3 APRILE 2024
 
MERCOLEDÌ FRA L’OTTAVA DI PASQUA
 
At 3,1-10; Salmo Responsoriale Dal Salmo 104 (105); Lc 24,13-35
 
Colletta
O Dio, che ci dai la gioia di rivivere ogni anno
la risurrezione del Signore,
fa’ che mediante la liturgia pasquale
che celebriamo nel tempo
possiamo giungere alla gioia eterna.
Per il nostro Signore Gesù Cristo.
 
Papa Francesco (Udienza Generale 24 Maggio 2017): incontro di Gesù con quei due discepoli sembra essere del tutto fortuito: assomiglia a uno dei tanti incroci che capitano nella vita. I due discepoli marciano pensierosi e uno sconosciuto li affianca. È Gesù; ma i loro occhi non sono in grado di riconoscerlo. E allora Gesù incomincia la sua “terapia della speranza”. Ciò che succede su questa strada è una terapia della speranza. Chi la fa? Gesù.
Anzitutto domanda e ascolta: il nostro Dio non è un Dio invadente. Anche se conosce già il motivo della delusione di quei due, lascia a loro il tempo per poter scandagliare in profondità l’amarezza che li ha avvinti. Ne esce una confessione che è un ritornello dell’esistenza umana: «Noi speravamo, ma… Noi speravamo, ma…» (v. 21). Quante tristezze, quante sconfitte, quanti fallimenti ci sono nella vita di ogni persona! In fondo siamo un po’ tutti quanti come quei due discepoli. Quante volte nella vita abbiamo sperato, quante volte ci siamo sentiti a un passo dalla felicità, e poi ci siamo ritrovati a terra delusi. Ma Gesù cammina con tutte le persone sfiduciate che procedono a testa bassa. E camminando con loro, in maniera discreta, riesce a ridare speranza.

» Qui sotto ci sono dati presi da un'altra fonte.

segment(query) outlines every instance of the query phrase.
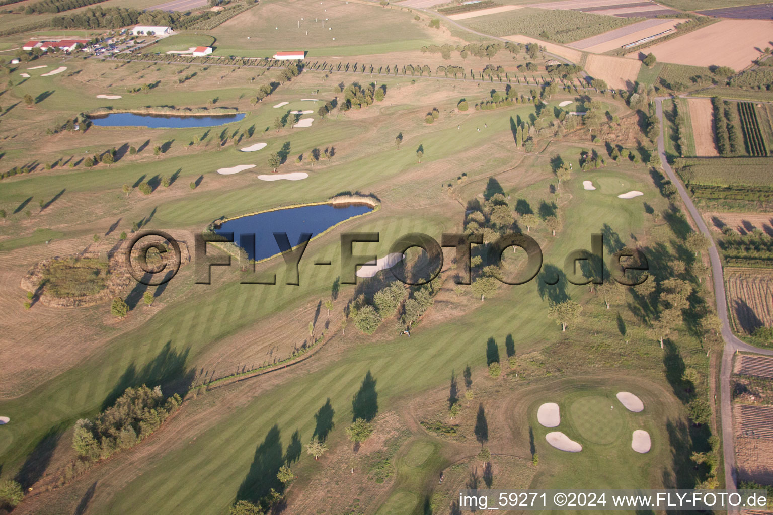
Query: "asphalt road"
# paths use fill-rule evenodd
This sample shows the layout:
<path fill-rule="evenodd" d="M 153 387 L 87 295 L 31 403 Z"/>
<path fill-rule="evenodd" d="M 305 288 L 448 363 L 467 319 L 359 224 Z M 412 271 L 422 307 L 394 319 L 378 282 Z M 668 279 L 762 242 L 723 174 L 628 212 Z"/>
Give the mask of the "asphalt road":
<path fill-rule="evenodd" d="M 671 179 L 679 190 L 682 201 L 687 207 L 690 215 L 693 217 L 696 226 L 703 235 L 711 242 L 709 247 L 709 259 L 711 261 L 711 276 L 714 281 L 714 295 L 717 298 L 717 314 L 722 320 L 722 338 L 724 340 L 724 351 L 722 353 L 722 364 L 720 369 L 720 412 L 722 418 L 722 448 L 724 450 L 724 473 L 725 473 L 725 488 L 728 490 L 734 490 L 737 488 L 738 477 L 737 469 L 735 466 L 735 442 L 733 439 L 733 409 L 730 393 L 730 376 L 733 371 L 733 354 L 737 351 L 747 351 L 760 354 L 773 356 L 773 351 L 761 349 L 739 340 L 730 328 L 730 321 L 727 318 L 727 300 L 725 296 L 724 276 L 722 273 L 722 263 L 720 261 L 720 255 L 717 250 L 717 246 L 713 243 L 711 233 L 709 232 L 703 219 L 700 216 L 698 209 L 693 204 L 692 198 L 687 195 L 682 182 L 677 178 L 671 166 L 666 160 L 666 141 L 664 138 L 665 130 L 663 126 L 663 103 L 662 101 L 667 97 L 658 97 L 655 99 L 656 114 L 660 120 L 660 136 L 658 137 L 658 154 L 660 155 L 660 161 L 662 163 L 663 170 L 666 174 Z M 729 510 L 729 513 L 738 513 L 734 510 Z"/>

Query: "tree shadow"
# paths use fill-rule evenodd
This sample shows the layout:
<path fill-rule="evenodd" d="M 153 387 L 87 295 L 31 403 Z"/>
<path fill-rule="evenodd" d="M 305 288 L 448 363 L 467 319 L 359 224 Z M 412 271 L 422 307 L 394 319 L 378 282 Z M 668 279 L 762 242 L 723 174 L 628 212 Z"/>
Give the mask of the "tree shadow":
<path fill-rule="evenodd" d="M 378 398 L 376 379 L 369 370 L 363 379 L 359 390 L 352 399 L 352 422 L 357 418 L 363 418 L 368 422 L 373 420 L 379 412 Z"/>
<path fill-rule="evenodd" d="M 478 415 L 475 415 L 475 428 L 473 431 L 475 439 L 483 445 L 489 441 L 489 421 L 485 418 L 485 410 L 483 404 L 478 405 Z"/>
<path fill-rule="evenodd" d="M 22 468 L 16 473 L 14 480 L 27 490 L 38 479 L 43 476 L 46 469 L 51 462 L 51 458 L 56 445 L 62 437 L 63 431 L 60 428 L 52 428 L 40 439 L 32 452 L 27 455 Z"/>
<path fill-rule="evenodd" d="M 136 388 L 147 385 L 150 388 L 160 385 L 166 396 L 186 392 L 193 381 L 196 371 L 186 368 L 186 361 L 190 347 L 182 352 L 172 348 L 172 341 L 167 341 L 155 357 L 138 368 L 132 363 L 121 374 L 112 391 L 102 402 L 102 410 L 112 406 L 115 400 L 123 395 L 128 388 Z"/>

Gesù parla loro anzitutto attraverso le Scritture. Chi prende in mano il libro di Dio non incrocerà storie di eroismo facile, fulminee campagne di conquista. La vera speranza non è mai a poco prezzo: passa sempre attraverso delle sconfitte. La speranza di chi non soffre, forse non è nemmeno tale. A Dio non piace essere amato come si amerebbe un condottiero che trascina alla vittoria il suo popolo annientando nel sangue i suoi avversari. Il nostro Dio è un lume fioco che arde in un giorno di freddo e di vento, e per quanto sembri fragile la sua presenza in questo mondo, Lui ha scelto il posto che tutti disdegniamo.
Poi Gesù ripete per i due discepoli il gesto-cardine di ogni Eucaristia: prende il pane, lo benedice, lo spezza e lo dà. In questa serie di gesti, non c’è forse tutta la storia di Gesù? E non c’è, in ogni Eucaristia, anche il segno di che cosa dev’essere la Chiesa? Gesù ci prende, ci benedice, “spezza” la nostra vita – perché non c’è amore senza sacrificio – e la offre agli altri, la offre a tutti.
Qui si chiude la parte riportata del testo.